CF: Ich finde generell sollten wir Kolleg*innen ermutigen, so etwas nachzufragen. Ich weiß gar nicht, wie das im Moment alle hinkriegen oder lösen. Wir könnten mehr informiert und ins Boot geholt werden. Ich bekomme keine Anfragen – hast du viele Anfragen, Stephanie?
StS: Viele! Die scheitern dann oft an der Umsetzung.
CF: Und das Thema Home Office ist für viele belastend. Da reicht nicht ein Papier von der Betriebsärztin zu aktivierenden Pausen und mehr. Der Personalrat hat nachgefragt, aber die Hochschule will nicht zwei Arbeitsplätze zahlen. Ich sehe im Moment die Option, sich den Stuhl aus dem Büro zu holen oder einen Bildschirm gestellt zu bekommen. Aber das funktioniert nur auf Eigeninitiative.
StS: Und das fällt ja unter die Fürsorgepflicht der Hochschule. Ich will ja schließlich, dass alle noch gesund sind, wenn die Pandemie nicht mehr so vordergründig ist. Da geht es darum, proaktiv zu sein.
CF: Ja – nachhaltige Fürsorgepflicht.
StS: Ich fände eine Form von Sichtbarmachung gut. Vieles könnte sehr viel transparenter passieren. Im Moment wird sich informell über die Mitarbeiter*innen ausgetauscht. Dann gelingt es, Drucker, Stuhl, oder Monitor nach Hause zu schaffen. Aber es gibt keine einheitliche Vorgabe.
CF: Aber es ist schnell eine Willkür. Wer am cleversten ist, bekommt etwas.
Wenn Ihr mit einem Adlerblick – Personalrat und Frauenbeauftragte – auf die UdK Berlin schaut, was möchtet Ihr längerfristig an der UdK Berlin erreichen? Was möchtet Ihr längerfristig an der UdK Berlin verändern?
CF: Bessere Bezahlung (lacht). Eine angemessenere Entlohnung wäre möglich, wenn die Prozesse gestraffter wären. Vieles könnte besser organisiert sein – dann gäbe es auch weniger Überlastung.
StS: Meinst du mit besserer Bezahlung das Arbeitsaufkommen? Die Aufgabenbereiche und der Stellenumfang? Und stabilere Strukturen wären gut – mehr feste Stellen. Gerade im Mittelbau sind die wenigsten Stellen entfristet. Das führt zu einer hohen Unzufriedenheit und Fluktuationen. Gleichzeitig gibt es eine Kultur der Akzeptanz, was die Überlastungen der Mitarbeiter*innen betrifft.
CF: Und die fehlende Stabilität führt auch zu einer unglaublichen Mehrarbeit in der Personalabteilung. Was ich mir aber noch wünschen würde, ist, mehr von anderen mitzubekommen. Viele schätzen die Inspiration durch die Kunst und den Austausch mit Studierenden sehr – und doch kochen wir oft im eigenen Süppchen. Es bereichert sehr, zu schauen, was wir uns bei Kolleg*innen in anderen Häusern abgucken können.
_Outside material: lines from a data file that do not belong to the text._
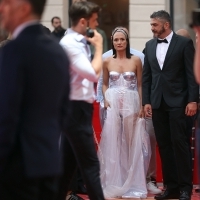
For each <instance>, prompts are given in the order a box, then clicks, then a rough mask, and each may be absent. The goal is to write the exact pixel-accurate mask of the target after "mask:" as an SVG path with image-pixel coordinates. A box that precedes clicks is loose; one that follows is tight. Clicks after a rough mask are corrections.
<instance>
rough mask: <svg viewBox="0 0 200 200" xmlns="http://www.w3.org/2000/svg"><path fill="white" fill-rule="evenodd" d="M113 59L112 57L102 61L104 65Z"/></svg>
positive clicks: (107, 63) (107, 57)
mask: <svg viewBox="0 0 200 200" xmlns="http://www.w3.org/2000/svg"><path fill="white" fill-rule="evenodd" d="M112 59H113V56H110V57H107V58H105V59H104V60H103V62H104V63H107V64H108V63H109V62H110V61H111V60H112Z"/></svg>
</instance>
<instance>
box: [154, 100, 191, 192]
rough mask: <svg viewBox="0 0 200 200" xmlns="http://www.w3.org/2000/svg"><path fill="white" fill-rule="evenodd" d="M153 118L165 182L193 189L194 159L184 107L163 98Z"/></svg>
mask: <svg viewBox="0 0 200 200" xmlns="http://www.w3.org/2000/svg"><path fill="white" fill-rule="evenodd" d="M152 119H153V125H154V129H155V135H156V140H157V143H158V147H159V153H160V157H161V162H162V173H163V181H164V184H165V185H166V186H167V188H168V189H177V190H178V189H180V190H181V191H188V192H189V193H191V191H192V165H191V164H192V161H191V148H190V142H189V137H188V133H187V127H186V115H185V107H180V108H172V107H169V106H168V105H167V104H166V102H165V101H164V99H162V101H161V105H160V107H159V108H158V109H153V114H152Z"/></svg>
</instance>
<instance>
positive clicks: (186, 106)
mask: <svg viewBox="0 0 200 200" xmlns="http://www.w3.org/2000/svg"><path fill="white" fill-rule="evenodd" d="M196 112H197V103H196V102H191V103H188V105H187V106H186V108H185V114H186V115H187V116H193V115H195V114H196Z"/></svg>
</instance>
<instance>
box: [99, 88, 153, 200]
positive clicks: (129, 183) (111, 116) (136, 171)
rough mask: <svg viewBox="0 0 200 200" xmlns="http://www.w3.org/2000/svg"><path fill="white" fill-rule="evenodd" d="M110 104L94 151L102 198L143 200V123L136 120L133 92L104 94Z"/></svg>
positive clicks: (138, 108) (146, 144) (146, 143)
mask: <svg viewBox="0 0 200 200" xmlns="http://www.w3.org/2000/svg"><path fill="white" fill-rule="evenodd" d="M105 95H106V99H107V100H108V102H109V103H110V107H109V108H108V109H107V117H106V119H105V122H104V127H103V130H102V133H101V141H100V146H99V150H98V157H99V160H100V169H101V172H100V176H101V183H102V187H103V192H104V195H105V197H106V198H112V197H123V198H146V196H147V189H146V172H147V169H148V165H149V159H150V154H151V152H150V143H149V136H148V134H147V133H146V131H145V120H144V119H141V118H138V112H139V108H140V102H139V95H138V92H137V91H133V90H128V89H126V90H124V91H123V92H122V91H121V90H120V91H119V90H117V89H115V88H109V89H108V90H107V91H106V94H105Z"/></svg>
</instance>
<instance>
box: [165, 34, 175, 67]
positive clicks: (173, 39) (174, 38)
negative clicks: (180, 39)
mask: <svg viewBox="0 0 200 200" xmlns="http://www.w3.org/2000/svg"><path fill="white" fill-rule="evenodd" d="M177 41H178V37H177V35H176V33H174V34H173V36H172V39H171V42H170V44H169V48H168V50H167V53H166V56H165V61H164V64H163V69H164V68H165V67H166V65H167V61H168V60H169V58H170V56H171V55H172V52H173V50H174V47H175V46H176V43H177ZM163 69H162V70H163Z"/></svg>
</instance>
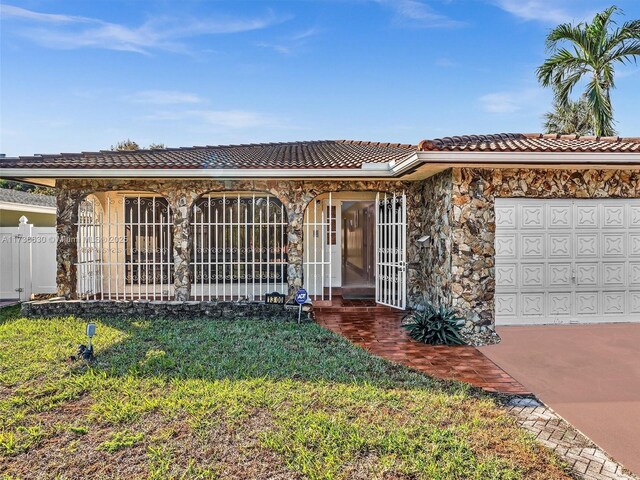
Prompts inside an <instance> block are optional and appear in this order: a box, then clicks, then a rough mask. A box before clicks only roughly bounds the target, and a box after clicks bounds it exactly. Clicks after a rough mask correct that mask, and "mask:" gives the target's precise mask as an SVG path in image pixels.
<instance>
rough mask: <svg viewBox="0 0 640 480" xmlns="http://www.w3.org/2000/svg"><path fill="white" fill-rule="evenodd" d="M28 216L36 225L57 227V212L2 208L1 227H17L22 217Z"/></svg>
mask: <svg viewBox="0 0 640 480" xmlns="http://www.w3.org/2000/svg"><path fill="white" fill-rule="evenodd" d="M23 215H24V216H25V217H27V219H28V220H29V223H30V224H31V225H33V226H34V227H55V226H56V214H55V213H41V212H27V211H16V210H2V209H0V227H16V226H18V223H20V217H22V216H23Z"/></svg>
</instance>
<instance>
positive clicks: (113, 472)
mask: <svg viewBox="0 0 640 480" xmlns="http://www.w3.org/2000/svg"><path fill="white" fill-rule="evenodd" d="M96 322H97V335H96V337H95V351H96V360H95V361H94V362H93V363H92V364H91V365H88V364H85V363H83V362H73V363H69V362H68V361H67V358H68V357H69V355H71V354H73V353H74V351H75V349H76V348H77V344H78V343H80V342H82V341H83V332H84V325H85V323H84V321H81V320H79V319H76V318H74V317H66V318H57V319H27V318H21V317H20V316H19V313H18V309H17V308H8V309H7V308H5V309H2V310H0V472H3V473H4V474H5V475H6V476H7V477H6V478H33V477H39V476H40V477H42V478H74V477H78V478H85V477H88V476H92V477H95V478H156V479H166V478H185V479H187V478H188V479H191V478H194V479H205V478H206V479H210V478H242V479H245V478H271V477H277V478H312V479H320V478H327V479H330V478H368V479H371V478H431V479H467V478H469V479H483V480H484V479H520V478H523V479H536V478H539V479H555V478H568V477H567V476H566V474H565V473H564V472H563V470H562V468H561V467H560V466H559V465H558V463H557V461H556V459H555V457H554V456H552V455H551V454H550V453H548V452H547V451H545V450H542V449H540V448H539V447H538V446H536V445H535V443H534V441H533V440H532V438H531V437H529V436H528V435H527V434H526V433H524V431H522V430H521V429H519V428H518V427H517V426H516V425H515V423H514V421H513V420H512V419H511V418H510V417H509V416H507V415H506V414H505V413H504V412H503V410H501V409H500V408H499V407H498V406H497V405H496V403H495V401H494V400H493V399H492V398H491V397H489V396H486V395H483V394H482V393H479V392H478V391H476V390H473V389H471V388H469V387H467V386H465V385H463V384H458V383H445V382H439V381H436V380H433V379H431V378H429V377H426V376H424V375H422V374H419V373H417V372H413V371H411V370H408V369H406V368H404V367H401V366H398V365H395V364H392V363H389V362H386V361H384V360H381V359H379V358H376V357H373V356H371V355H369V354H368V353H367V352H366V351H364V350H362V349H360V348H357V347H354V346H353V345H351V344H349V343H348V342H346V341H345V340H343V339H342V338H340V337H338V336H336V335H334V334H332V333H330V332H327V331H325V330H324V329H322V328H321V327H319V326H317V325H315V324H310V323H308V324H303V325H297V324H294V323H276V322H270V321H265V320H262V321H260V320H238V321H217V322H216V321H207V320H201V319H173V320H155V321H148V320H145V319H138V320H117V319H99V320H96Z"/></svg>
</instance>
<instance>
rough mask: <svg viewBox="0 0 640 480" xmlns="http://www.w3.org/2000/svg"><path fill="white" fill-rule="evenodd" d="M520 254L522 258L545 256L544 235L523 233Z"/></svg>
mask: <svg viewBox="0 0 640 480" xmlns="http://www.w3.org/2000/svg"><path fill="white" fill-rule="evenodd" d="M520 256H521V257H522V258H543V257H544V236H543V235H532V234H526V233H522V234H521V235H520Z"/></svg>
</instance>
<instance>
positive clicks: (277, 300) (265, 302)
mask: <svg viewBox="0 0 640 480" xmlns="http://www.w3.org/2000/svg"><path fill="white" fill-rule="evenodd" d="M286 298H287V296H286V295H285V294H283V293H278V292H273V293H267V294H266V295H265V299H264V303H268V304H271V305H284V303H285V299H286Z"/></svg>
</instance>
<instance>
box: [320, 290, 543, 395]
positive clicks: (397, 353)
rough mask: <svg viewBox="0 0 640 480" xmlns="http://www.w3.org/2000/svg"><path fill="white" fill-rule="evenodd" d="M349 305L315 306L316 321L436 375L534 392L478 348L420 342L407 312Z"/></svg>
mask: <svg viewBox="0 0 640 480" xmlns="http://www.w3.org/2000/svg"><path fill="white" fill-rule="evenodd" d="M336 303H337V305H336ZM344 303H345V305H342V304H341V301H340V299H338V301H337V302H336V301H334V305H333V306H331V307H316V308H314V315H315V318H316V321H317V322H318V324H320V325H322V326H323V327H325V328H327V329H329V330H331V331H333V332H335V333H338V334H340V335H342V336H343V337H345V338H347V339H348V340H350V341H351V342H353V343H355V344H356V345H359V346H361V347H363V348H365V349H366V350H368V351H369V352H371V353H372V354H374V355H377V356H380V357H383V358H386V359H388V360H391V361H394V362H397V363H401V364H403V365H406V366H408V367H411V368H414V369H416V370H419V371H421V372H424V373H426V374H427V375H430V376H432V377H437V378H441V379H445V380H459V381H462V382H467V383H470V384H472V385H475V386H477V387H481V388H483V389H485V390H487V391H490V392H500V393H509V394H517V395H527V394H529V393H530V392H529V391H528V390H527V389H526V388H525V387H523V386H522V385H521V384H520V383H518V382H517V381H516V380H514V379H513V378H512V377H511V376H510V375H509V374H507V373H506V372H505V371H504V370H502V369H501V368H500V367H498V366H497V365H496V364H495V363H493V362H492V361H491V360H489V359H488V358H487V357H485V356H484V355H483V354H482V353H481V352H480V351H478V350H477V349H476V348H475V347H469V346H455V347H450V346H433V345H425V344H423V343H419V342H416V341H415V340H413V339H412V338H411V337H409V335H408V334H407V333H406V331H405V330H404V329H403V328H402V327H401V326H400V320H401V319H402V316H403V313H402V312H398V311H397V310H393V309H391V308H386V307H381V306H376V304H375V302H373V301H358V302H355V301H348V300H345V301H344Z"/></svg>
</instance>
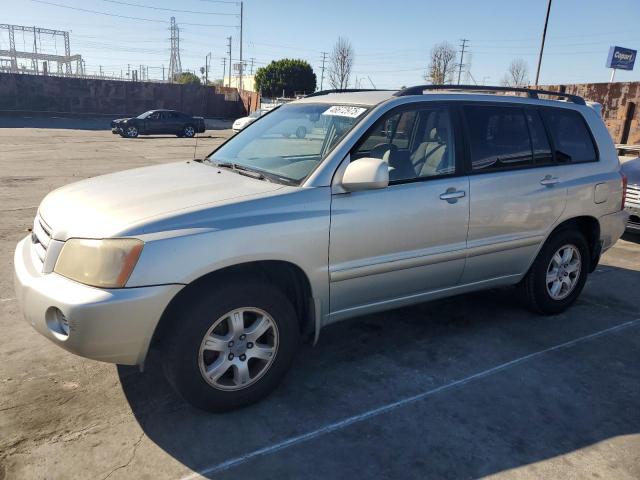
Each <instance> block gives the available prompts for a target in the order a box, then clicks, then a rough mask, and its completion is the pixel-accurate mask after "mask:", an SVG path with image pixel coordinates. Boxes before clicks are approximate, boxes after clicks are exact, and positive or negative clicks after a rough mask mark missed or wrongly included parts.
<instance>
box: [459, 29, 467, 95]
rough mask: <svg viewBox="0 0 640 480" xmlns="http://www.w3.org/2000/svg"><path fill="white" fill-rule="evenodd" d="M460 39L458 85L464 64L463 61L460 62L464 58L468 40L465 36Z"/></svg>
mask: <svg viewBox="0 0 640 480" xmlns="http://www.w3.org/2000/svg"><path fill="white" fill-rule="evenodd" d="M460 41H461V42H462V45H460V64H459V65H458V85H460V77H461V76H462V67H463V66H464V63H462V61H463V60H464V50H465V48H466V46H467V42H468V41H469V40H468V39H466V38H463V39H462V40H460Z"/></svg>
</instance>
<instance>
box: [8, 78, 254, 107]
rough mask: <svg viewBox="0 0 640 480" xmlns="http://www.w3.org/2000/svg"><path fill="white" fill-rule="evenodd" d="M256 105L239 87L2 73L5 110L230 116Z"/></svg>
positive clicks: (253, 93) (251, 94)
mask: <svg viewBox="0 0 640 480" xmlns="http://www.w3.org/2000/svg"><path fill="white" fill-rule="evenodd" d="M225 90H229V89H225ZM254 97H256V98H254ZM257 103H258V101H257V94H255V93H253V92H243V94H242V96H240V95H238V92H237V91H236V90H235V89H233V92H230V91H225V92H222V91H218V90H216V88H214V87H204V86H200V85H175V84H174V85H172V84H165V83H152V82H131V81H117V80H93V79H84V78H65V77H46V76H36V75H23V74H10V73H0V110H5V111H6V110H27V111H33V112H59V113H78V114H109V115H114V114H115V115H123V116H128V115H134V114H139V113H141V112H144V111H146V110H151V109H154V108H170V109H175V110H180V111H182V112H185V113H188V114H191V115H201V116H203V117H208V118H216V117H220V118H230V117H238V116H242V115H245V114H246V113H247V111H248V110H254V109H255V105H257ZM252 107H253V108H252Z"/></svg>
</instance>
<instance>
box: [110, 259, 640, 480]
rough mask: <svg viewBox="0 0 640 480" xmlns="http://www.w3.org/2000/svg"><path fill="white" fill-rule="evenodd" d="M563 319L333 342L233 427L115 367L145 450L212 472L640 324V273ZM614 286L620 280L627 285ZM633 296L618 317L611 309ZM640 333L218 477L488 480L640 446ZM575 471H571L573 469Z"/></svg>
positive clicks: (528, 321)
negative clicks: (354, 419)
mask: <svg viewBox="0 0 640 480" xmlns="http://www.w3.org/2000/svg"><path fill="white" fill-rule="evenodd" d="M599 272H601V273H595V274H594V275H592V276H591V277H590V279H589V282H588V284H587V288H586V289H585V291H584V292H583V294H582V296H581V298H580V300H579V301H578V303H577V304H576V305H575V306H574V307H572V308H571V309H570V310H569V311H567V312H565V313H564V314H561V315H557V316H554V317H541V316H536V315H533V314H531V313H528V312H527V311H525V310H523V309H522V308H521V307H520V305H519V301H518V297H517V296H516V295H514V290H513V289H502V290H492V291H486V292H480V293H475V294H470V295H465V296H460V297H454V298H450V299H447V300H442V301H436V302H431V303H427V304H422V305H418V306H415V307H410V308H404V309H400V310H393V311H389V312H384V313H380V314H376V315H369V316H365V317H360V318H357V319H353V320H351V321H347V322H342V323H338V324H335V325H333V326H330V327H327V328H326V329H324V330H323V331H322V334H321V335H320V342H319V344H318V345H317V346H316V347H311V346H304V347H303V348H302V349H301V351H300V353H299V355H298V357H297V361H296V363H295V364H294V367H293V368H292V371H291V372H290V373H289V374H288V375H287V377H286V379H285V381H284V383H283V384H282V385H281V386H280V387H279V388H278V389H277V390H276V391H275V392H274V393H273V394H272V395H271V396H270V397H268V398H267V399H265V400H264V401H262V402H261V403H259V404H256V405H253V406H250V407H247V408H244V409H242V410H238V411H234V412H230V413H225V414H217V415H214V414H208V413H205V412H202V411H199V410H196V409H194V408H192V407H190V406H188V405H186V404H185V403H184V402H183V401H182V400H181V399H180V398H178V396H177V395H176V394H175V393H174V392H173V391H172V390H171V388H170V387H169V385H168V384H167V383H166V381H165V380H164V378H163V377H162V374H161V368H159V366H158V365H155V363H156V361H157V359H155V360H153V361H152V365H149V368H148V369H147V371H146V372H145V373H138V372H137V370H136V369H134V368H131V367H118V373H119V376H120V379H121V382H122V387H123V390H124V392H125V395H126V397H127V399H128V401H129V403H130V405H131V408H132V410H133V413H134V414H135V416H136V418H137V420H138V421H139V423H140V425H141V426H142V428H143V430H144V432H145V433H146V435H147V436H148V437H149V438H150V439H151V440H153V441H154V442H155V443H156V444H157V445H159V446H160V447H161V448H162V449H164V450H165V451H166V452H167V453H168V454H169V455H171V456H172V457H174V458H175V459H177V460H178V461H180V462H182V463H183V464H184V465H185V466H186V467H188V468H190V469H192V470H194V471H202V470H206V469H207V468H211V467H212V466H215V465H219V464H220V463H222V462H225V461H228V460H229V459H234V458H238V457H240V456H243V455H246V454H247V453H250V452H253V451H255V450H258V449H261V448H264V447H268V446H270V445H273V444H275V443H278V442H282V441H283V440H286V439H288V438H292V437H296V436H298V435H301V434H304V433H307V432H310V431H313V430H316V429H318V428H322V427H324V426H326V425H328V424H331V423H332V422H336V421H340V420H343V419H345V418H348V417H351V416H353V415H358V414H361V413H363V412H366V411H368V410H370V409H374V408H377V407H380V406H384V405H388V404H390V403H392V402H396V401H398V400H402V399H405V398H408V397H410V396H412V395H416V394H420V393H423V392H426V391H431V390H433V389H435V388H437V387H440V386H443V385H447V384H449V383H451V382H453V381H456V380H460V379H464V378H468V377H469V376H471V375H474V374H477V373H478V372H483V371H486V370H488V369H492V368H494V367H496V366H498V365H503V364H505V363H506V362H510V361H512V360H514V359H517V358H521V357H523V356H526V355H529V354H531V353H535V352H540V351H543V350H545V349H548V348H550V347H553V346H555V345H559V344H563V343H565V342H568V341H571V340H574V339H577V338H580V337H583V336H586V335H590V334H592V333H594V332H597V331H601V330H604V329H607V328H611V327H613V326H615V325H619V324H622V323H624V322H626V321H630V320H634V319H637V318H638V316H639V313H640V306H639V305H638V304H637V302H636V301H635V299H636V298H637V296H636V294H634V293H633V290H635V291H636V292H637V291H638V289H639V288H640V272H636V271H633V270H624V269H619V268H615V267H603V269H602V270H600V269H599ZM614 280H615V281H614ZM620 283H624V284H625V286H626V288H625V290H626V292H628V293H626V294H624V293H619V295H620V296H621V297H624V298H621V299H620V300H619V301H615V302H614V301H613V300H611V301H610V303H612V304H614V307H615V305H618V304H619V305H620V308H619V309H618V308H613V307H610V306H608V305H600V299H601V297H602V296H604V297H606V298H609V292H611V291H613V286H612V285H614V284H620ZM639 334H640V325H639V326H635V324H634V326H633V327H630V328H629V329H628V330H627V331H621V332H617V333H611V334H607V335H606V336H603V337H598V338H595V339H589V340H585V341H583V342H579V343H577V344H576V345H574V346H571V347H570V348H567V349H562V350H558V351H552V352H548V353H544V354H542V355H539V356H536V357H534V358H533V359H531V360H526V361H524V362H522V363H518V364H516V365H512V366H509V367H508V368H505V369H503V370H500V371H498V372H496V373H493V374H491V375H488V376H485V377H482V378H477V379H474V380H473V381H471V382H469V383H466V384H465V385H463V386H459V387H456V388H452V389H447V390H444V391H440V392H437V393H434V394H433V395H430V396H429V397H427V398H424V399H421V400H419V401H416V402H414V403H411V404H408V405H405V406H403V407H401V408H398V409H396V410H393V411H391V412H387V413H384V414H382V415H379V416H375V417H371V418H368V419H367V420H366V421H363V422H356V423H353V424H351V425H349V426H347V427H345V428H343V429H339V430H336V431H333V432H331V433H329V434H326V435H322V436H319V437H317V438H313V439H310V440H309V441H306V442H303V443H299V444H296V445H293V446H290V447H288V448H284V449H282V450H278V451H276V452H273V453H270V454H267V455H263V456H258V457H256V458H253V459H251V460H249V461H248V462H246V463H244V462H242V463H240V464H238V465H236V466H234V467H232V468H230V469H229V470H224V471H220V472H217V473H207V475H206V476H208V477H209V478H214V477H215V478H216V479H220V478H232V477H236V476H238V478H244V476H250V475H256V473H255V472H260V475H259V476H260V477H261V478H372V477H375V478H380V477H382V478H467V477H473V478H477V477H480V476H484V475H489V474H492V473H497V472H501V471H504V470H507V469H512V468H516V467H519V466H523V465H530V464H532V463H534V462H538V461H541V460H545V459H549V458H553V457H556V456H559V455H563V454H567V453H570V452H573V451H576V450H579V449H582V448H584V447H588V446H591V445H594V444H596V443H597V442H600V441H602V440H607V439H611V438H612V437H616V436H620V435H627V434H637V433H639V432H640V410H639V409H638V408H637V400H638V398H640V372H639V370H638V368H637V364H638V360H639V358H638V352H639V351H640V335H639ZM568 468H570V467H568Z"/></svg>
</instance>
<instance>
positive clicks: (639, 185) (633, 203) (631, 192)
mask: <svg viewBox="0 0 640 480" xmlns="http://www.w3.org/2000/svg"><path fill="white" fill-rule="evenodd" d="M625 205H628V206H630V207H636V208H640V185H627V197H626V200H625Z"/></svg>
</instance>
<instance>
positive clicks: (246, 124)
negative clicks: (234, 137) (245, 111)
mask: <svg viewBox="0 0 640 480" xmlns="http://www.w3.org/2000/svg"><path fill="white" fill-rule="evenodd" d="M253 120H254V119H253V118H251V117H242V118H239V119H237V120H236V121H235V122H233V126H234V127H240V126H242V125H247V124H249V123H251V122H253Z"/></svg>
StS: Es ist schwer aus der Corona-Perspektive einen Adlerblick zu entwickeln. In welche Richtung kann es gehen, was brauchen wir zukünftig in der Hochschule? Dass für solche Überlegungen später wieder mehr Kraft da ist, finde ich wichtig. Die wird gerade etwas verschluckt, weil wir zurzeit viel Kraft investieren müssen, um den vor uns liegenden Tag zu bewältigen und zu versuchen es leicht aussehen zu lassen. Wie ein Maulwurf, der schwimmen möchte – so geht es mir. Die Themen Chancengleichheit und Diversität nachhaltig strukturell an der Hochschule zu verankern und den Diskurs weiter hineinzutragen in die verschiedenen Bereiche von Lehre und Forschung bis zur Verwaltung.
CF: Ein Wunsch ist auch, nachdem wir jetzt die Sprachgerechtigkeit schon umfassender umsetzen auch beim Thema Klimagerechtigkeit vorne mit dabei zu sein. Und hier ein Zeichen setzten.